AWS Data Pipeline, S3, Athena, Glue, Lambda function, R, Xgboost
Whether you shop from meticulously planned grocery lists or let whimsy guide your grazing, our unique food rituals define who we are. Instacart, a grocery ordering and delivery app, aims to make it easy to fill your refrigerator and pantry with your personal favorites and staples when you need them. After selecting products through the Instacart app, personal shoppers review your order and do the in-store shopping and delivery for you. Instacart’s data science team plays a big part in providing this delightful shopping experience. Currently they use transactional data to develop models that predict which products a user will buy again, try for the first time, or add to their cart next during a session. Recently, Instacart open sourced this data - see their blog post on 3 Million Instacart Orders, Open Sourced.

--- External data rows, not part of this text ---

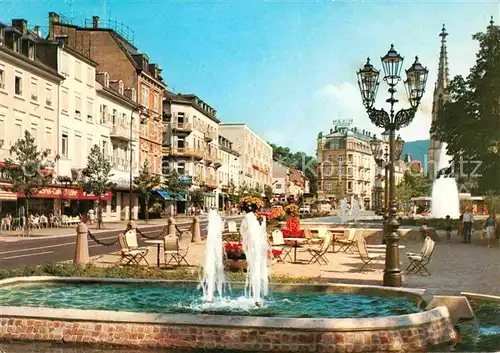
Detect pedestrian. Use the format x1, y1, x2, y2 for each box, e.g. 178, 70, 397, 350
462, 208, 474, 244
484, 212, 497, 248
444, 215, 452, 240
458, 213, 463, 237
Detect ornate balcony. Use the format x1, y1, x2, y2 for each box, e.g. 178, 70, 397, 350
214, 156, 223, 169
162, 147, 204, 160
170, 113, 193, 136
204, 151, 216, 164
204, 130, 216, 142
205, 177, 217, 189
110, 125, 132, 142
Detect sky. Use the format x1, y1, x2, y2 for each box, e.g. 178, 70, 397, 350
1, 0, 499, 155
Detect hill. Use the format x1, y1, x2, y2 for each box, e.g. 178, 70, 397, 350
402, 139, 430, 162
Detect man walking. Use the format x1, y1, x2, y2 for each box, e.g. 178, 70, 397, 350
462, 208, 474, 244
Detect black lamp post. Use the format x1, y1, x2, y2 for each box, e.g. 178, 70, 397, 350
129, 107, 146, 221
369, 135, 385, 215
357, 45, 428, 287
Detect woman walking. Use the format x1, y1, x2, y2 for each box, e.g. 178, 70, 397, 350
484, 212, 497, 248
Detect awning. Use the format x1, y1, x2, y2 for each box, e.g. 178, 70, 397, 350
154, 190, 186, 201
0, 182, 17, 201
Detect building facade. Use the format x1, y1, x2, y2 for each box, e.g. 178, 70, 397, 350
272, 161, 289, 201
427, 25, 450, 180
317, 125, 376, 210
95, 72, 141, 221
47, 12, 165, 176
163, 91, 221, 210
217, 135, 240, 210
219, 124, 273, 189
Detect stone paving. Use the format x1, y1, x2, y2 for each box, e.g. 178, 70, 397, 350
91, 227, 500, 296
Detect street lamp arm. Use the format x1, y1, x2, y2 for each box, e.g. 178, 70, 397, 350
394, 107, 418, 130
367, 108, 391, 129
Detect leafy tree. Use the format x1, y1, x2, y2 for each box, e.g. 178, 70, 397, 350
81, 145, 115, 229
190, 189, 205, 207
134, 159, 161, 223
0, 131, 53, 234
163, 169, 189, 216
431, 21, 500, 193
227, 181, 239, 203
264, 185, 274, 201
396, 166, 432, 205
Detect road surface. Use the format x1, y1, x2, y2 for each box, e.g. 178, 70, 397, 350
0, 217, 242, 269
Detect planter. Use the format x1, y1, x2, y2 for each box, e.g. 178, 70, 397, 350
227, 260, 247, 272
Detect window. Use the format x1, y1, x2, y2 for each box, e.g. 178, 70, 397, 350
61, 134, 68, 157
100, 105, 107, 124
102, 140, 108, 157
15, 76, 22, 95
74, 61, 82, 81
61, 54, 69, 76
61, 90, 69, 113
86, 67, 94, 87
153, 94, 159, 112
75, 135, 82, 166
112, 109, 117, 125
30, 124, 38, 144
87, 99, 93, 122
347, 181, 353, 191
45, 128, 52, 154
28, 42, 34, 60
87, 137, 93, 156
13, 37, 20, 52
30, 78, 38, 101
111, 193, 117, 212
14, 121, 22, 141
0, 117, 5, 146
75, 96, 81, 117
45, 84, 52, 106
0, 68, 4, 89
141, 86, 149, 107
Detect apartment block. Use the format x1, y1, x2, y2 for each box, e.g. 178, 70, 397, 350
218, 135, 240, 210
47, 12, 166, 175
219, 124, 273, 189
163, 91, 221, 210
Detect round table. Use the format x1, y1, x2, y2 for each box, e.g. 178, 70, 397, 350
145, 239, 163, 267
282, 238, 309, 263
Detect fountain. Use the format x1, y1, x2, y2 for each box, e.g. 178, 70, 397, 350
431, 143, 460, 219
352, 198, 360, 220
199, 210, 227, 303
340, 198, 349, 223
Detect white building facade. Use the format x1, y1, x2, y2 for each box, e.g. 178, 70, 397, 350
218, 135, 240, 210
219, 124, 273, 189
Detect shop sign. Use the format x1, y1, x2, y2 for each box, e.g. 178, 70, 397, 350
178, 175, 192, 184
31, 187, 80, 199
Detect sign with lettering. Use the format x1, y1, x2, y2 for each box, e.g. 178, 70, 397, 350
178, 175, 192, 184
17, 187, 112, 201
333, 119, 353, 127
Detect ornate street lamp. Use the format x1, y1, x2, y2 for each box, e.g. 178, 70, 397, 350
357, 45, 428, 287
370, 135, 385, 215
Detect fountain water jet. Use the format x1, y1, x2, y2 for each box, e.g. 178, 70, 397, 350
200, 210, 227, 302
352, 198, 360, 220
340, 198, 348, 223
431, 143, 460, 219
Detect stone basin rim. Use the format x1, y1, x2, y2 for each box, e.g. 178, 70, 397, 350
0, 276, 449, 332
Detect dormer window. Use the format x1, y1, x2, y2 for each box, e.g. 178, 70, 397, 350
12, 35, 20, 53
28, 42, 35, 60
143, 57, 149, 70
103, 72, 109, 88
131, 88, 137, 102
118, 80, 124, 95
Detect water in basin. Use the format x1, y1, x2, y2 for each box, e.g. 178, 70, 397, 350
0, 282, 420, 319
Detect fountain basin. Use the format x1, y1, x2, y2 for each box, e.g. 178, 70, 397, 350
0, 277, 456, 352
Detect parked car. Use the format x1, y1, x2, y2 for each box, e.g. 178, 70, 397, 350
299, 205, 311, 213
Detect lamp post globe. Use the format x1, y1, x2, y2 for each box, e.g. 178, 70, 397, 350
357, 58, 380, 109
405, 57, 429, 108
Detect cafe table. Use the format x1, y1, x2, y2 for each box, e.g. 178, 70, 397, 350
282, 238, 309, 263
145, 239, 163, 267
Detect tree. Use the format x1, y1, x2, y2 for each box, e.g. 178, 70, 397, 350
81, 145, 115, 229
190, 189, 205, 208
163, 169, 189, 216
227, 181, 239, 203
396, 167, 432, 205
264, 185, 274, 202
0, 131, 53, 235
134, 159, 161, 223
431, 21, 500, 193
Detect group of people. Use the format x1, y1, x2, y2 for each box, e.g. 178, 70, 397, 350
443, 208, 497, 247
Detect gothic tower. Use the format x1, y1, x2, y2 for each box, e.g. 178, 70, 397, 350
427, 24, 450, 180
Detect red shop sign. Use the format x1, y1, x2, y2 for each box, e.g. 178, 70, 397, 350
27, 187, 80, 199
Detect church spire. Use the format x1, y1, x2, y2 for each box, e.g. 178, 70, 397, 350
437, 24, 449, 90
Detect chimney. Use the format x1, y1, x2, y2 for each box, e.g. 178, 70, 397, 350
92, 16, 100, 28
12, 19, 28, 35
33, 25, 42, 38
49, 12, 60, 25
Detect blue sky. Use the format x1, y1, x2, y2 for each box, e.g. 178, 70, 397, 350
1, 0, 499, 154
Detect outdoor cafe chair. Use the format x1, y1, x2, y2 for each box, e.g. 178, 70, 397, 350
307, 233, 332, 265
124, 229, 149, 251
223, 220, 240, 241
356, 237, 382, 272
337, 229, 357, 253
164, 234, 191, 266
271, 230, 292, 262
405, 238, 435, 276
118, 233, 149, 266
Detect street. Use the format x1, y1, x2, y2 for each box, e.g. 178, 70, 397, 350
0, 217, 242, 269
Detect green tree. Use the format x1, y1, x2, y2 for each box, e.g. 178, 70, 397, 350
0, 131, 53, 235
134, 159, 161, 223
227, 181, 239, 203
431, 20, 500, 193
190, 189, 205, 208
396, 167, 432, 204
264, 185, 274, 201
81, 145, 115, 229
163, 169, 189, 216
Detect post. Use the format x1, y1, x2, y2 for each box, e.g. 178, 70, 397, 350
382, 163, 389, 244
168, 216, 176, 236
191, 216, 201, 242
383, 128, 402, 287
74, 223, 89, 265
129, 108, 134, 221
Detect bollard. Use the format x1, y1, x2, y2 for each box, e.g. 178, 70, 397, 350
74, 223, 89, 265
168, 217, 176, 236
191, 216, 201, 242
127, 220, 137, 230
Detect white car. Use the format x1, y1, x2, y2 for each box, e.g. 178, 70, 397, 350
299, 205, 311, 213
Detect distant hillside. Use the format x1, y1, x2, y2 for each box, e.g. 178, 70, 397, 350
402, 139, 430, 162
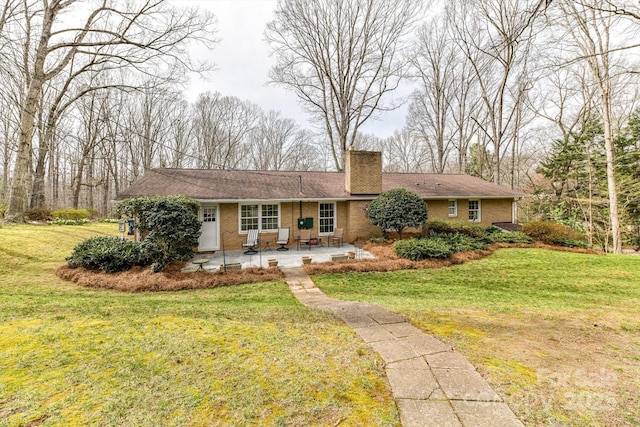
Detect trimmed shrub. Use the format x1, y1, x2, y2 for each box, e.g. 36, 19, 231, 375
368, 189, 428, 238
52, 218, 91, 226
24, 208, 51, 221
433, 232, 488, 252
485, 231, 533, 244
52, 208, 91, 221
116, 195, 201, 272
66, 236, 143, 273
423, 219, 485, 238
394, 237, 452, 260
51, 208, 92, 225
521, 221, 587, 248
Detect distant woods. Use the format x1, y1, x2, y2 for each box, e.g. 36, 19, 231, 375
2, 0, 640, 252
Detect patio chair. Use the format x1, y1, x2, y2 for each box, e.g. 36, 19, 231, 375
328, 227, 344, 247
276, 227, 290, 251
297, 229, 311, 250
242, 229, 259, 255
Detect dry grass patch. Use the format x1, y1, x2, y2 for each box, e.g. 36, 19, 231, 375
0, 223, 400, 426
313, 248, 640, 426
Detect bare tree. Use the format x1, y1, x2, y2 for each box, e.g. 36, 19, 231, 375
265, 0, 424, 170
192, 92, 261, 169
124, 83, 183, 178
248, 110, 309, 171
381, 128, 430, 172
0, 0, 20, 60
407, 18, 457, 173
5, 0, 216, 221
69, 89, 108, 209
448, 0, 549, 185
554, 0, 634, 253
162, 99, 192, 169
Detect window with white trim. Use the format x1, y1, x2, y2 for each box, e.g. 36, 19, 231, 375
319, 202, 335, 234
261, 204, 279, 231
240, 203, 279, 232
468, 200, 481, 222
448, 200, 457, 217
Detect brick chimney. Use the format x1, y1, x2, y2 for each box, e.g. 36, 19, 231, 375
344, 149, 382, 195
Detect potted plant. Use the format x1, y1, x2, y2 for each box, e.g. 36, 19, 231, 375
220, 262, 242, 271
268, 258, 278, 267
301, 256, 312, 265
347, 251, 356, 259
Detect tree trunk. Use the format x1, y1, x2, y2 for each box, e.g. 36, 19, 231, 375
601, 96, 621, 253
6, 4, 55, 221
7, 80, 43, 219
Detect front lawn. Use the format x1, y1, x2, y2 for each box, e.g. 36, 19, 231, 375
313, 249, 640, 426
0, 223, 397, 426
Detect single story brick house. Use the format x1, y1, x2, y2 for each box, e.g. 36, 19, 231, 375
116, 150, 524, 251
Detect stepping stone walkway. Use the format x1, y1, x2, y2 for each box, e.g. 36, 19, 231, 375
282, 267, 524, 427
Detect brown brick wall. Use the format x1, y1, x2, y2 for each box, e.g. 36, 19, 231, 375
345, 150, 382, 195
475, 198, 514, 226
211, 197, 514, 250
218, 201, 338, 250
439, 198, 513, 227
219, 203, 241, 249
345, 200, 381, 242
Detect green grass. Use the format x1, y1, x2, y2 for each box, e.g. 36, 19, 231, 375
0, 223, 398, 426
313, 249, 640, 312
313, 249, 640, 426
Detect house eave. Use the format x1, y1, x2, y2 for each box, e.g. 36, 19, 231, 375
193, 195, 522, 204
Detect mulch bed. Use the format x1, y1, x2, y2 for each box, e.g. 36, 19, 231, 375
56, 263, 284, 292
56, 242, 600, 292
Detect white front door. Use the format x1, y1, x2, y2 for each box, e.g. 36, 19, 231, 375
198, 205, 219, 251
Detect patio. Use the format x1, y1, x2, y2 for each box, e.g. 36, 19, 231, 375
183, 242, 375, 272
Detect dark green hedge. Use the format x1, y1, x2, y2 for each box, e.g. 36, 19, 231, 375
66, 236, 144, 273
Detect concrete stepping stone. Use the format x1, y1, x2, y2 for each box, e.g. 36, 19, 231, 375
281, 267, 524, 427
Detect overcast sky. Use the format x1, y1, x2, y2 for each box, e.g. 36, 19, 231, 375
178, 0, 409, 138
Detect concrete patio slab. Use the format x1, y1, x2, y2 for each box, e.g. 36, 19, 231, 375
185, 242, 374, 271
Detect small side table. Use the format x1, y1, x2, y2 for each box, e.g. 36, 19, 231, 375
192, 258, 209, 272
262, 239, 273, 251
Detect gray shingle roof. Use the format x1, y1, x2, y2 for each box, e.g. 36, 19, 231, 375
116, 168, 523, 201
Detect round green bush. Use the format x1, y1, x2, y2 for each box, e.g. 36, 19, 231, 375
521, 221, 587, 248
66, 236, 143, 273
368, 189, 427, 237
116, 195, 201, 272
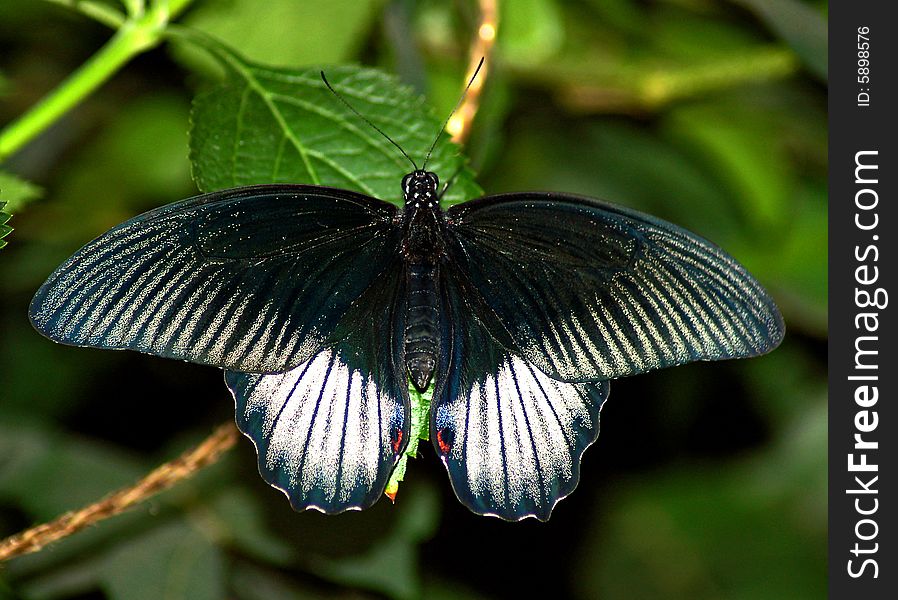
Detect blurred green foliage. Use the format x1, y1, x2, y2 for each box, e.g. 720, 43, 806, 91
0, 0, 826, 599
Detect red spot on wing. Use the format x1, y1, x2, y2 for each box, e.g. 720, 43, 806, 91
385, 489, 397, 503
392, 429, 404, 454
437, 428, 452, 454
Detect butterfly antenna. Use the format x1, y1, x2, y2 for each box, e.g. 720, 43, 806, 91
321, 71, 418, 171
422, 56, 486, 171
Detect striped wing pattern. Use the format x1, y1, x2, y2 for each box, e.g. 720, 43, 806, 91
433, 271, 610, 521
30, 184, 785, 521
29, 185, 400, 374
226, 263, 409, 513
227, 346, 407, 513
447, 193, 785, 382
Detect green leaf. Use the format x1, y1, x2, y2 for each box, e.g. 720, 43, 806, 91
174, 0, 386, 76
0, 201, 10, 250
186, 37, 481, 206
0, 170, 42, 213
0, 171, 41, 250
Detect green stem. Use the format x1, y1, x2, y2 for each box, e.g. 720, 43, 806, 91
0, 0, 195, 162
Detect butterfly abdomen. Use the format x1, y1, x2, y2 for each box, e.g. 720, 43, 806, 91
405, 262, 440, 393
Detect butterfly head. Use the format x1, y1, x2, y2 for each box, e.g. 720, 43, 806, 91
402, 170, 440, 211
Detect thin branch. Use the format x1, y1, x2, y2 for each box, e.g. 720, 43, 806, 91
0, 0, 196, 162
0, 422, 239, 563
448, 0, 498, 144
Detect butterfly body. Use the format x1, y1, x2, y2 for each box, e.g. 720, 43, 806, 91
404, 261, 441, 393
399, 170, 445, 393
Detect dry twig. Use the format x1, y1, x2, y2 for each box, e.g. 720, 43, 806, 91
449, 0, 498, 144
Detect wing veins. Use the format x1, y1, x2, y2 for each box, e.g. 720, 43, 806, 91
507, 359, 547, 507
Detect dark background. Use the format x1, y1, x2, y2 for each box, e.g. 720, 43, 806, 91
0, 1, 827, 598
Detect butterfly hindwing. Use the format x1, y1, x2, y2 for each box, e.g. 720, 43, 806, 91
446, 193, 785, 382
432, 269, 610, 521
30, 185, 400, 373
227, 260, 409, 513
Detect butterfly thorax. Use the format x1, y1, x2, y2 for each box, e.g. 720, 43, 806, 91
400, 170, 443, 261
399, 170, 443, 393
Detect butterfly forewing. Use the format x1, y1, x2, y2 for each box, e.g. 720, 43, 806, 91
226, 260, 410, 513
432, 269, 610, 521
29, 185, 400, 373
446, 193, 785, 382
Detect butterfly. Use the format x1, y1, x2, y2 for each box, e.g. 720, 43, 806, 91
29, 72, 784, 522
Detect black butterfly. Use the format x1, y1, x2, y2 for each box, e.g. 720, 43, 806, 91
29, 75, 784, 522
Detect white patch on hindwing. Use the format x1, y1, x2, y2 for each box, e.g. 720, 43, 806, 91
441, 354, 594, 510
241, 347, 393, 507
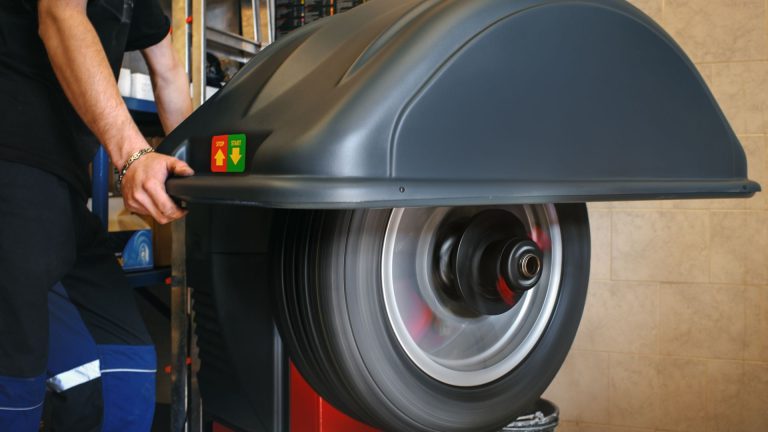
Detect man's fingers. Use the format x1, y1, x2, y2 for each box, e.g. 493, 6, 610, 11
145, 181, 186, 224
168, 158, 195, 177
125, 191, 154, 218
126, 188, 167, 224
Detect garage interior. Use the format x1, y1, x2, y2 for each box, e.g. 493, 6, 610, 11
56, 0, 768, 431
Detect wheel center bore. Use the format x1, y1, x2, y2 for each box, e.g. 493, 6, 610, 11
520, 253, 541, 278
434, 210, 544, 316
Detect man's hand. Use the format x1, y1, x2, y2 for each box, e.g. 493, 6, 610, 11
38, 0, 194, 225
120, 152, 194, 224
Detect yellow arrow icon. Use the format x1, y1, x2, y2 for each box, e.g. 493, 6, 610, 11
215, 149, 225, 166
230, 147, 242, 165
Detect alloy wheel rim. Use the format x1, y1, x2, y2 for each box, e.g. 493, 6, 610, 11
381, 205, 563, 387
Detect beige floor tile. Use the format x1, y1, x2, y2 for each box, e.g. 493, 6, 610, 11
706, 360, 746, 432
588, 209, 611, 281
657, 357, 708, 432
611, 201, 674, 210
741, 362, 768, 432
627, 0, 663, 24
708, 62, 768, 135
712, 197, 751, 210
608, 353, 660, 429
664, 0, 768, 63
556, 421, 580, 432
659, 284, 745, 359
745, 286, 768, 361
574, 281, 658, 354
612, 211, 709, 283
704, 360, 768, 432
668, 200, 701, 209
668, 198, 746, 211
576, 425, 654, 432
710, 211, 768, 285
544, 350, 611, 424
588, 202, 613, 210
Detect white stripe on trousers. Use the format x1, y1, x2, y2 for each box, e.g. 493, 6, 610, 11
0, 401, 44, 411
46, 360, 101, 393
41, 360, 157, 394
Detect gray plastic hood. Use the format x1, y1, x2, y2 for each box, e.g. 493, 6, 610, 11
159, 0, 760, 208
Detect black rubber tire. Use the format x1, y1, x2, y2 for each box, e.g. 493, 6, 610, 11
271, 205, 590, 432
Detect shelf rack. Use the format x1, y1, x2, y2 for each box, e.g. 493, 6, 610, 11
206, 26, 261, 64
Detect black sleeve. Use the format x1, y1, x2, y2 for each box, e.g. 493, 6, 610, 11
125, 0, 171, 51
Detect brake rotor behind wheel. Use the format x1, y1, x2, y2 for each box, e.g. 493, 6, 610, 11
272, 204, 590, 432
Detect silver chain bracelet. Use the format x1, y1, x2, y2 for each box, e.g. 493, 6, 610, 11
116, 147, 155, 193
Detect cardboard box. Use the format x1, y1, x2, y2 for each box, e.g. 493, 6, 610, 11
142, 215, 172, 268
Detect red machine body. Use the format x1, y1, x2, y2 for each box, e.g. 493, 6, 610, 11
212, 364, 377, 432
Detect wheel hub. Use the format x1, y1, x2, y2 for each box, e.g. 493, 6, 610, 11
435, 210, 544, 316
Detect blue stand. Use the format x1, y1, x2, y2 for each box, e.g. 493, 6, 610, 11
92, 146, 110, 227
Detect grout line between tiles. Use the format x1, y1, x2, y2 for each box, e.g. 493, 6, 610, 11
704, 357, 711, 432
656, 280, 767, 288
570, 421, 655, 432
607, 210, 613, 282
765, 0, 768, 62
696, 58, 768, 65
706, 210, 712, 283
656, 282, 661, 356
567, 348, 768, 364
610, 208, 711, 213
606, 350, 613, 426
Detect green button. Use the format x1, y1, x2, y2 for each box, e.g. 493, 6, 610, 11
227, 134, 246, 173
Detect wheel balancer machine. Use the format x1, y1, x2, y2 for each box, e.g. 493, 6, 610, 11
159, 1, 760, 430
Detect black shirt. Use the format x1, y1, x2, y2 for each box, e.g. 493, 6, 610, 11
0, 0, 170, 200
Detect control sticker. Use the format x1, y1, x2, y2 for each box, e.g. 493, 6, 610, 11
211, 134, 246, 173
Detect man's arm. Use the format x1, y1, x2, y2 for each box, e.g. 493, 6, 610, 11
142, 33, 192, 134
37, 0, 193, 225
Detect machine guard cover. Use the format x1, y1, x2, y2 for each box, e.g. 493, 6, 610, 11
159, 0, 760, 208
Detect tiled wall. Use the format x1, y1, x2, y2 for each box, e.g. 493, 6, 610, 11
543, 1, 768, 431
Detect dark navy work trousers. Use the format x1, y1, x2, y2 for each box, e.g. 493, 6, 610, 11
0, 160, 156, 431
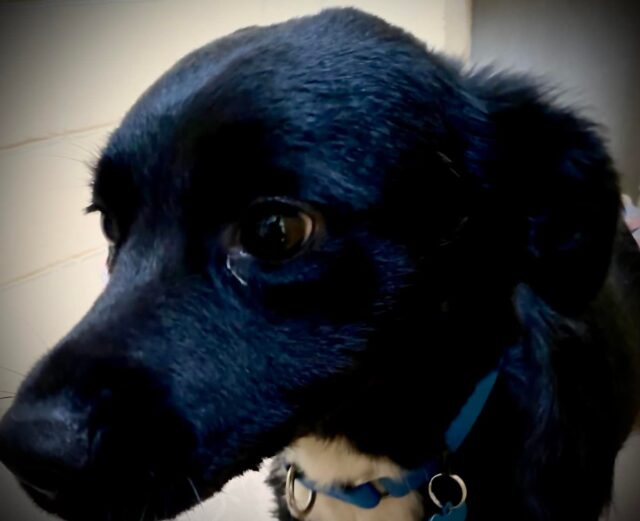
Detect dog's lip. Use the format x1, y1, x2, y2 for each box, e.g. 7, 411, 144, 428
15, 466, 216, 521
19, 479, 59, 501
6, 461, 69, 499
17, 478, 63, 517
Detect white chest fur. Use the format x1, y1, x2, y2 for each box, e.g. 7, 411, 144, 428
284, 436, 423, 521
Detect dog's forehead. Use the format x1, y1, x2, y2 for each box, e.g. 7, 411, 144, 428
96, 9, 450, 214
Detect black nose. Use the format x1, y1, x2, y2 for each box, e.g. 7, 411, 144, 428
0, 403, 87, 500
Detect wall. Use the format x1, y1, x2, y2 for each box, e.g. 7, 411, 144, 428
471, 0, 640, 200
0, 1, 470, 520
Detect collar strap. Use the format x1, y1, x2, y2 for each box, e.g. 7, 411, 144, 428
288, 365, 500, 510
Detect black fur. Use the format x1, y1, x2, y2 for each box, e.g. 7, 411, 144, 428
0, 8, 638, 521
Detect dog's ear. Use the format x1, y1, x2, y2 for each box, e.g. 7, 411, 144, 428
477, 80, 621, 313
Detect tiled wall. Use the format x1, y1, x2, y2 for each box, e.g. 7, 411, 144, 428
0, 1, 470, 520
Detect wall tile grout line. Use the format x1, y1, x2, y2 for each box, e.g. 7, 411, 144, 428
0, 247, 107, 294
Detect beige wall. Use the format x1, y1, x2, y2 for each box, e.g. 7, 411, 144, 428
0, 1, 470, 520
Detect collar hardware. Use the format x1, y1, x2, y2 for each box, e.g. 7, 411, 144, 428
427, 473, 467, 509
285, 363, 500, 520
286, 464, 316, 519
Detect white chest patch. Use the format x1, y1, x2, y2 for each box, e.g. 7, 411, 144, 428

Please refer to this URL for details about this competition: https://www.kaggle.com/c/instacart-market-basket-analysis/overview
I. ETL actions:
-
Upload raw data to S3 bucket and inject data by Glue and Athena.
-
Transforms data and creates feature tables via Lambda functions, orchestrated by Step function.
-
Use Glue Job to join feature tables to fact table then convert to spark dataframe.
II. Analysis actions:
-
In Rstudio, create a project using ProjectTemplate. Download and unzip the file data.zip and put those files under data directory under the project you just created.
-
Open global.dcf file under config directory, add below libraries after libraries tag and save the file: reshape2, tidyverse, stringr, lubridate, dplyr, pROC, xgboost, precrec
-
Load the project using load.project() command as stated in ProjectTemplate documentation. You should see all the libraries will be installed and a few dataframes been loaded into memory.
-
Join orders dataframe and order.product.prior dataframe by order_id and user_id. Perform statistical analysis using ggplot and summary function on those dataframes.